Full cell phone batteries are a rarity. Between answering emails, text messaging and sneaking in quick rounds of “Angry Birds,” cell phone chargers are normal additions to tote bags. Waiting hours for a phone to charge seems like death, especially when traveling, but a new invention may soon cut charging time down to 30 seconds.
Eesha Khare, 18, invented a fast-charging device called the supercapacitor. It is miniature energy-storing device that can juice a phone to full charge within 20-to-30 seconds.
“I developed a new supercapacitor, which is basically an energy storage device which can hold a lot of energy in a small amount of volume,” she told KPIX 5 in California.
Khare – a high school student from Saratoga Calif. – grew tired of never having a full battery, leading to this creation.
“My cellphone battery always dies,” she told NBC News.

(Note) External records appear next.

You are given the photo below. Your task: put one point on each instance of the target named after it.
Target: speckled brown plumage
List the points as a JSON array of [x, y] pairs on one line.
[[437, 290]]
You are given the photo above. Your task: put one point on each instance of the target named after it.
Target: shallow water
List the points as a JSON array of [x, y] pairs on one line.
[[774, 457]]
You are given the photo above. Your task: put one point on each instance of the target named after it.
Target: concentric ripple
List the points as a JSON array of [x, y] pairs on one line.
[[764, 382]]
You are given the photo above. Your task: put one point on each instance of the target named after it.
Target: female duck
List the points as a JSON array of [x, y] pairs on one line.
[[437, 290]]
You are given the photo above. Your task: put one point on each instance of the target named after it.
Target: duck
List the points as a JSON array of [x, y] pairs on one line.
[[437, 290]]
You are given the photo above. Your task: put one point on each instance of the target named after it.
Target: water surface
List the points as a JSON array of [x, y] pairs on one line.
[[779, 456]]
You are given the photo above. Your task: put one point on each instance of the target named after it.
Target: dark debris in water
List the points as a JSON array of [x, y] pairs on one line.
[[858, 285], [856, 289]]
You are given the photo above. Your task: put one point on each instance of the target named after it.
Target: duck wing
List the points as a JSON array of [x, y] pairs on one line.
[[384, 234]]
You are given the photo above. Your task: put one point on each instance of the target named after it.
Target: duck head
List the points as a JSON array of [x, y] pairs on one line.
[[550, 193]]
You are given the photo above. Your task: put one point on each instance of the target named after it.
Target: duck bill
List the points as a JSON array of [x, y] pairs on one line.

Creating the supercapacitor solved Khare’s issue and also piqued her interest in “really working at the nanoscale to make significant advances in many different fields.”
The high school senior is headed to Harvard University in the fall and she’s toting her invention with her. The supercapacitator received a huge boost at the 2013 Intel International Science and Engineering Fair where Khare won the Intel Foundation Young Scientist Award. She was awarded $50,000 – sure to come in handy at Harvard – and a chance to showcase her invention to potential investors.
Khare hopes her creation will “set the world on fire,” eventually having enough energy to power automobiles.
So far the burgeoning scientist has powered a LED, but she hopes a few tweaks can lead to the placement of the supercapacitor in cellphones and other technological devices. Khare wants to cut down our dependence on electrical outlets.
Long-lasting, quickly-charged phones could be viable assets to our futures.